The report itself suggests that a lack of investment in ‘neglected’ vocational training schools may have prevented people from disadvantaged backgrounds from, “making the most of their natural abilities”.
The report also states that, “The education system is failing a majority of disadvantaged students, many of whom are not reaching the basic level of attainment at GCSE level, and… there are too few alternative routes through education and into employment for school leavers today.”
In the conclusion of their findings, which can be read here, the CSJ state that wage stagnation at the bottom of the income scale has created long-term decline in productivity amongst disadvantaged workers. And that the effects of globalisation, technology and a poor education system have conspired to create, “classes of winners and losers”. With the ‘winners’ being well educated and working in high-value industries like finance or real estate, and the ‘losers’ on low wages, working low skilled jobs with little hope of progression.

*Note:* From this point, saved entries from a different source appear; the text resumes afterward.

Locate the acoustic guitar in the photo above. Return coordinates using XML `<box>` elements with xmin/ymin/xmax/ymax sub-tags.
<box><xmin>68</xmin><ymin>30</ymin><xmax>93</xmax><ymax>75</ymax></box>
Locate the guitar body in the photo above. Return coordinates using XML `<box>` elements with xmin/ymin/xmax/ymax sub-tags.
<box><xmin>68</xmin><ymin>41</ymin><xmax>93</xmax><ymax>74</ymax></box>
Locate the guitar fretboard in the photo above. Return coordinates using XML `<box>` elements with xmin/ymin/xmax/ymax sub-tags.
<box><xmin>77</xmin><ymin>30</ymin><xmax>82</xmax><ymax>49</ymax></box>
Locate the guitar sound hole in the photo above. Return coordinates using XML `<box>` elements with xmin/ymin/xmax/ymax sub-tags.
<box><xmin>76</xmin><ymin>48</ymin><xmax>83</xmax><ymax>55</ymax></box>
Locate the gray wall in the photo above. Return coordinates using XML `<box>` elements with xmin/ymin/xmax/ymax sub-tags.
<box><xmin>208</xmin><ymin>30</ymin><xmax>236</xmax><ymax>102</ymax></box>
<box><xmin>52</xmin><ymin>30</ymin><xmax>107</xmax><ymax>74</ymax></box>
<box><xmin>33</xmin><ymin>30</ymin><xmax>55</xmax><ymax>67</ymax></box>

Whilst globalisation and technology are fundamentally forces for good, the report states that, “UK public policy has been slow to react” and adapt, creating imbalances that are felt hardest by the lower wage earners.

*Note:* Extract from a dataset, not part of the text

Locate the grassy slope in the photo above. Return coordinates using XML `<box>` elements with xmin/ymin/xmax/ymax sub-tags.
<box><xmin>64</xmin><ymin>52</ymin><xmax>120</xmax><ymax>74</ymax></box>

Regarding the problem of education, there is a growing skills gap in the UK, exacerbated by the education system’s inability to produce people with appropriate skills – especially in more technology based fields. Instead, many secondary school leavers are herded into university degrees which can promise neither a good job nor a decent wage at the end of it, and instead deliver a practically insurmountable debt for most.
As such, the CSJ suggest that the UK government and its investments focus on readdressing the imbalance between university and technical education. This is good news for businesses too, as the same survey found that companies found better value in apprentices as opposed to university graduates.

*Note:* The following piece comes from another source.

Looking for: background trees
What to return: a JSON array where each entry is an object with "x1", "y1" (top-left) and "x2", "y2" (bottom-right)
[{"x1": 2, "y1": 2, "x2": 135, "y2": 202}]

Finally, the report suggests, we need to be improving the current workforce we have through continuous education; the UK itself spends the least amount of time on professional development courses compared to all other EU nations.
So whilst the government has a part to play, businesses themselves need to be investing on creating better employees rather than simply relying on someone else to do the job. By encouraging employees to develop new skills and improve and adapt upon their current skills, we can not only help ourselves, but help the economy too.
Economist Gerard Lyons, who advised Boris Johnson as the Mayor of London, told the BBC’s Today programme, “In the UK we’ve got a great position on employment, it’s high, unemployment is very low, but what we need to do is get the productivity side up.
“What this report really highlights is companies don’t invest enough, we’re not innovating enough. It also highlights a big regional divide.
“It also calls for inclusive productivity growth, so all the people even at low incomes can really benefit.”
Professor Alison Wolf, of Kings College London said: “The authors are absolutely right to highlight the country’s shameful neglect of vocational education, and the extent to which businesses have, in recent decades, walked away from training their workers.
“Better vocational training is enormously desirable, but it wouldn’t be a magic bullet, any more than our huge expansion in graduate numbers has been.”
Former schools minister Lord Knight also added, “Government needs to do an awful lot better and urgently.”
“Many employers are doing their best. What I don’t see is enough coherence and enough investment from government itself in adult skills generally and in a coherent offer in schools in developing the whole person rather than just the academic person.”
He added: “Young people are forced into a narrower diet in the curriculum at the expense of the more creative, technical and applied parts of the curriculum.
“Design and technology which is a really important skill for economy has had a 43% fall in those taking it to GCSE in last six years.”
So: invest in education. Continuously.